The ET held that all of the Claimant’s beliefs were protected under the Equality Act 2010. However, it held that the Claimant had not been discriminated or harassed because of those beliefs. Instead, the ET concluded that the Claimant had been dismissed by the School because they believed that the posts shared on social media could, in the view of parents and others in the local community, be seen to be homophobic and transphobic which are unprotected beliefs.

The Claimant appealed to the Employment Appeal Tribunal (the “EAT”), who allowed the appeal. The EAT remitted the case to be reheard by the original Tribunal, which the Claimant complained risked her being denied justice. Permission was therefore granted for the Claimant to take her claim to the Court of Appeal for further consideration.

Court of Appeal decision

The Court of Appeal allowed the appeal, finding that the EAT had erred in ordering a remittal to the original Tribunal. The Court of Appeal found that the Claimant’s dismissal constituted unlawful direct discrimination on the grounds of religion or belief.

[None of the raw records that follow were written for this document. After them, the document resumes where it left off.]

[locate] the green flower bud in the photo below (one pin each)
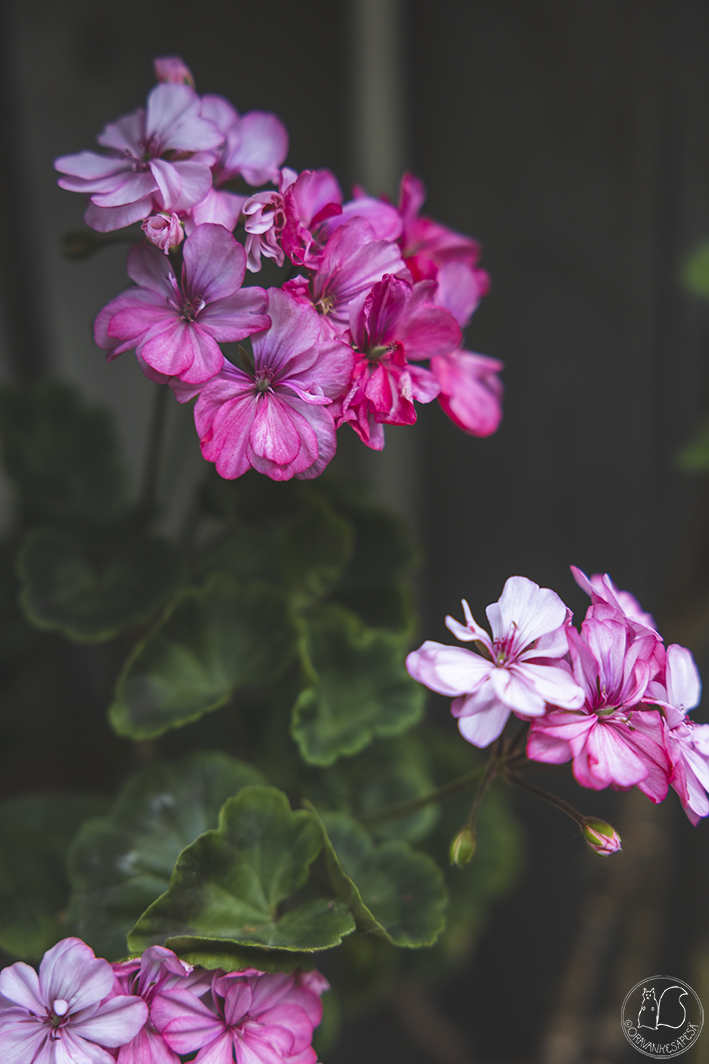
(462, 847)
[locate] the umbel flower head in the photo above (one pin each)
(65, 1014)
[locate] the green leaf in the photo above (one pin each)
(390, 888)
(61, 453)
(361, 687)
(213, 641)
(694, 271)
(229, 883)
(92, 588)
(120, 863)
(315, 546)
(35, 832)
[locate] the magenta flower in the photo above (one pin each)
(524, 668)
(68, 1013)
(136, 177)
(613, 740)
(175, 327)
(352, 263)
(274, 416)
(471, 391)
(391, 323)
(250, 1017)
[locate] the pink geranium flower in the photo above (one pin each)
(471, 391)
(613, 740)
(141, 172)
(249, 1017)
(273, 416)
(176, 326)
(523, 668)
(68, 1013)
(388, 326)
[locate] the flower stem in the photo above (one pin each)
(544, 795)
(447, 791)
(153, 451)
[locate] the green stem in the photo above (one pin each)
(405, 808)
(545, 796)
(154, 446)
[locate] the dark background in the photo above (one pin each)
(571, 138)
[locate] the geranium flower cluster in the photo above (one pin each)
(79, 1009)
(369, 326)
(611, 698)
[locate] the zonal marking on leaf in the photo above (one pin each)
(227, 886)
(390, 888)
(213, 641)
(361, 688)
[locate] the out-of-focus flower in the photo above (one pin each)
(388, 326)
(250, 1017)
(603, 838)
(522, 672)
(274, 415)
(164, 231)
(175, 326)
(172, 70)
(613, 741)
(471, 391)
(149, 165)
(66, 1014)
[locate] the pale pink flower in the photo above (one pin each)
(274, 416)
(176, 326)
(388, 326)
(172, 70)
(471, 391)
(68, 1013)
(351, 264)
(164, 231)
(613, 740)
(522, 672)
(136, 177)
(249, 1017)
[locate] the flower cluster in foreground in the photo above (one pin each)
(81, 1010)
(369, 326)
(611, 698)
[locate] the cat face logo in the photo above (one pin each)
(662, 1016)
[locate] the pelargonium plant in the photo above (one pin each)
(281, 809)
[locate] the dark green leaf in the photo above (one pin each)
(390, 887)
(120, 863)
(93, 588)
(229, 883)
(361, 687)
(35, 831)
(214, 639)
(61, 453)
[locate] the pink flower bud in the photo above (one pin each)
(602, 837)
(462, 847)
(170, 69)
(164, 231)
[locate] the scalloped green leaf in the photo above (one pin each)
(120, 863)
(35, 832)
(213, 641)
(61, 452)
(360, 691)
(229, 885)
(92, 588)
(390, 887)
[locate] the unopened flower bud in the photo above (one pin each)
(170, 69)
(603, 838)
(164, 231)
(462, 847)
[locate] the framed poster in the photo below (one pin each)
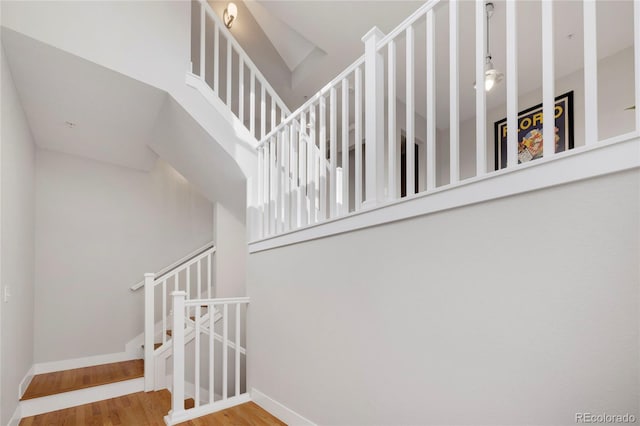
(530, 132)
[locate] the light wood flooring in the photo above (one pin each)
(81, 378)
(139, 409)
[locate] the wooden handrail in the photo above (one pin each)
(168, 269)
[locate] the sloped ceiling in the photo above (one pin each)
(292, 47)
(301, 45)
(68, 112)
(289, 29)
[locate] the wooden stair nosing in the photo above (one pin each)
(81, 378)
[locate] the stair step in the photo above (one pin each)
(155, 346)
(135, 408)
(82, 378)
(189, 403)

The Court of Appeal held that the dismissal of an employee merely because they have expressed a religious or protected belief will constitute unlawful direct discrimination within the meaning of the Equality Act, even where the employer has done so to seek to protect its reputation.

The court clarified that where the dismissal is due to the objectionable way in which a belief is expressed, rather than simply expression of the belief itself, this could be lawful, but only if the employer can show that dismissal is a proportionate response.

Underhill LJ (giving the leading judgment) found that whilst the School was entitled to object to the Facebook posts because of the language used towards the LGBT community and the content relating to sex education in schools, dismissal was an “unquestionably disproportionate response” for the following reasons:

  • The language in the Claimant’s posts was not grossly offensive and was not created by the Claimant. The posts consisted of messages from others that had been reposted and the Claimant made it clear that she did not agree with the language used
  • There was a lack of evidence of reputational damage to the School, and it was considered that the School was instead concerned about potential damage in the future
  • There was a lack of evidence that the Claimant’s views would influence her work
  • The ET had indicated that it would have likely found that the Claimant’s dismissal was unfair (however her claim in this regard was out of time)
  • The Claimant’s lack of “insight” into the consequences of her actions was not relevant as the case was not one that would otherwise justify dismissal.

What does this case mean for schools?

This decision demonstrates the difficulty that schools may experience in dealing with expressions of protected beliefs especially where they conflict with other protected characteristics under the Equality Act 2010. Even where an expression of belief is clearly objectionable, a careful balance will still need to be struck between an individual’s right to hold such beliefs and the potential impact on other protected groups and the school’s reputation.

In particular, schools should take note of the following key considerations arising from this case:

  • Dismissal of an employee just because they have expressed a protected belief, which is unconnected to their work, even if it is controversial, may be discriminatory
  • Any disciplinary action taken against an employee, up to and including dismissal, as a result of an objectionable expression of a protected belief must be proportionate and objectively justifiable
  • Actual evidence of reputational damage, now or in the future, will be key in determining whether dismissal is objectively justifiable in such circumstances.

This is not to detract from a school’s responsibility to prevent unlawful discrimination and harassment in the workplace, and appropriate action should be taken where an employee’s actions or statements could be considered discriminatory. However, such action must be carefully considered on a case-by-case basis.